---
name: crim-data-analysis
description: Use when executing and reporting the analysis for a Criminology (ASC / Wiley) manuscript so it survives expert review — honest uncertainty, robustness, and methods appropriate to crime counts, longitudinal panels, trajectory models, and recidivism survival. Guides analysis norms; it does not fabricate results.
---

# Data Analysis (crim-data-analysis)

*Criminology* reviewers are methodologically sophisticated and increasingly expect that your results
can be reproduced from deposited materials (see `crim-data-and-transparency`). Analyze as if both are
true. This skill covers execution and reporting norms; design decisions live in `crim-research-design`.

## When to trigger

- Running main and supporting analyses; building the results section
- A reviewer asked for robustness, heterogeneity, or alternative specifications
- Fitting a trajectory model, fixed-effects panel, count model, or survival model
- Making the analysis reproducible before deposit

## Analysis norms Criminology expects

1. **Report uncertainty honestly.** Confidence/credible intervals, not just stars; the **magnitude and
   substantive meaning** (e.g., incident-rate ratios, predicted counts, change in offending), not just
   significance.
2. **Right model for crime data.** Counts are over-dispersed and zero-heavy — prefer negative binomial /
   zero-inflated / hurdle over OLS on raw counts; rates need exposure offsets; rare-event cautions apply.
3. **Within- vs. between-person.** When the theory is developmental, isolate within-individual change
   (fixed effects / hybrid models); do not interpret a between-person association as a life-course effect.
4. **Trajectory models with discipline.** Report BIC across solutions, group shares, average posterior
   probabilities (AvePP ≥ 0.7), and odds of correct classification; do not over-interpret the group count.
5. **Survival / recidivism.** Handle right-censoring and competing risks; report the relevant hazard, not
   just a binary "recidivated."
6. **Robustness that probes, not decorates.** Show specs that could *break* the result (alternative crime
   measures, samples, estimators, fixed effects) and say what you learn.
7. **Right inference.** Cluster at the assignment/sampling level (often place or agency); randomization
   inference for experiments; few-cluster corrections when clusters are sparse.
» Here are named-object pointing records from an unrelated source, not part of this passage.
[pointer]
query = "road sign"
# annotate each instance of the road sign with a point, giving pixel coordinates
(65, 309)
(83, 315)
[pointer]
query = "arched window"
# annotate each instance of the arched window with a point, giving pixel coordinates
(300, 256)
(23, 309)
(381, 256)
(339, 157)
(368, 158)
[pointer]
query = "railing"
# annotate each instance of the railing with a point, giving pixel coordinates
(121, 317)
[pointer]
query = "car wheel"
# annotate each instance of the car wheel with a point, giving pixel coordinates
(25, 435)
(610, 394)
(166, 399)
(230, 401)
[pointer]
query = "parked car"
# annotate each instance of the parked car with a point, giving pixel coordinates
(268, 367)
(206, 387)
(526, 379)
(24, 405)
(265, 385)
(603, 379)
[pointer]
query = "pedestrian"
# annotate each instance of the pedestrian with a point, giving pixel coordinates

## Crime-measurement specifics
- State whether the outcome is reported crime, victimization, or self-report, and how the **dark figure**,
  reporting, and recording changes (e.g., UCR→NIBRS transition) could bias trends.
- Validate scales (self-report delinquency, legitimacy, collective efficacy); report reliability.
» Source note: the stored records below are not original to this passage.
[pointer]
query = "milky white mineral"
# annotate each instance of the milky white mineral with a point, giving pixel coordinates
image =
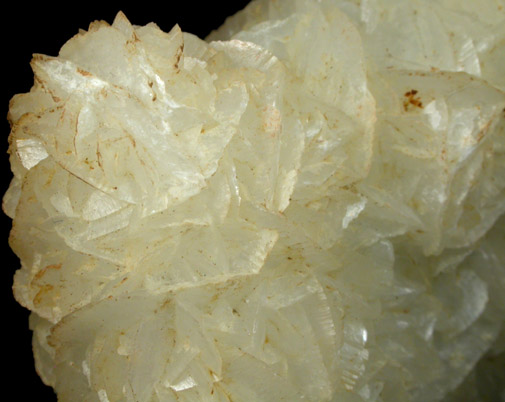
(308, 206)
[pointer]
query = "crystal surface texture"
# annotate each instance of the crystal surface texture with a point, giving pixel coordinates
(306, 206)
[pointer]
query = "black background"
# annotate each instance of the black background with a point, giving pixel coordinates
(43, 28)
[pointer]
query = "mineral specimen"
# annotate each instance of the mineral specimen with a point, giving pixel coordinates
(304, 207)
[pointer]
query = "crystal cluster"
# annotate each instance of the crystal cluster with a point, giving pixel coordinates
(304, 207)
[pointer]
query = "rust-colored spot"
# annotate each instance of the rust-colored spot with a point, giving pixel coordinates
(180, 51)
(83, 72)
(411, 100)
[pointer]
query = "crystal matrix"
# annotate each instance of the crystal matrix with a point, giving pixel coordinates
(304, 207)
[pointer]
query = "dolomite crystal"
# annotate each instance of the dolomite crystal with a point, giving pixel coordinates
(304, 207)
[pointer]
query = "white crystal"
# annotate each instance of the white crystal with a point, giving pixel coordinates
(308, 206)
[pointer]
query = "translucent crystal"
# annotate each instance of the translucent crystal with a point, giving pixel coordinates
(306, 206)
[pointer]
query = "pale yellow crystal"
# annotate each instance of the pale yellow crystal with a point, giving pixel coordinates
(305, 207)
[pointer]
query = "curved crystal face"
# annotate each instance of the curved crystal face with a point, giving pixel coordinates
(306, 206)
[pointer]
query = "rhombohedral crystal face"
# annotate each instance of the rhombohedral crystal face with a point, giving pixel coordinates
(306, 206)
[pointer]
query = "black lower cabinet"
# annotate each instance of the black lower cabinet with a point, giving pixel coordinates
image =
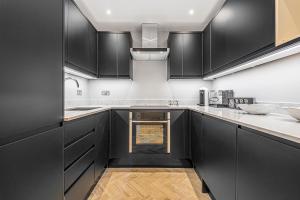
(82, 187)
(119, 145)
(219, 166)
(179, 134)
(267, 169)
(32, 169)
(85, 154)
(197, 142)
(102, 143)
## Reproducibility while you work (not at the end)
- One **master script** regenerates every table and figure from the (raw or constructed) data.
- **Set and report seeds** for bootstrap, randomization inference, EM-based trajectory fitting, simulation.
- Pin software/package versions (`renv.lock`, `requirements.txt`, recorded `ssc`/`net`/`traj` installs).
- Keep table/figure numbers matched to script outputs; document restricted-data steps that others can't rerun.

## Anti-patterns

- OLS on raw, over-dispersed crime counts; ignoring exposure/offsets
- Stars-only tables with no rate ratios, effect sizes, or intervals
- Treating trajectory groups as literal offender types; cherry-picking the group count
- Reading a between-person coefficient as within-individual desistance
- "Robustness" that only reruns near-identical specs; p-hacking a significant interaction

## Estimator choice keyed to the crime outcome (Criminology decision table)

*Criminology* reviewers are quantitatively literate and will name a mismatch between model and the
data-generating process for offending. Use the outcome to pick the estimator, then defend the
assumption the reviewer will probe.

| Outcome shape | Default estimator | Reviewer will probe |
|---------------|-------------------|---------------------|
| Over-dispersed offense counts | negative binomial w/ exposure offset | dispersion test, offset justification |
| Excess-zero counts (most offend zero times) | zero-inflated / hurdle | what the inflation stage means theoretically |
| Repeated within-person offending | fixed-effects / hybrid panel | within vs. between separation |
| Time-to-recidivism, censored | Cox / competing-risks | proportional hazards, censoring mechanism |
| Developmental offending paths | GBTM / growth mixture | BIC, AvePP ≥ 0.7, group shares not reified |

## Worked micro-example: reading a within-person estimate (illustrative)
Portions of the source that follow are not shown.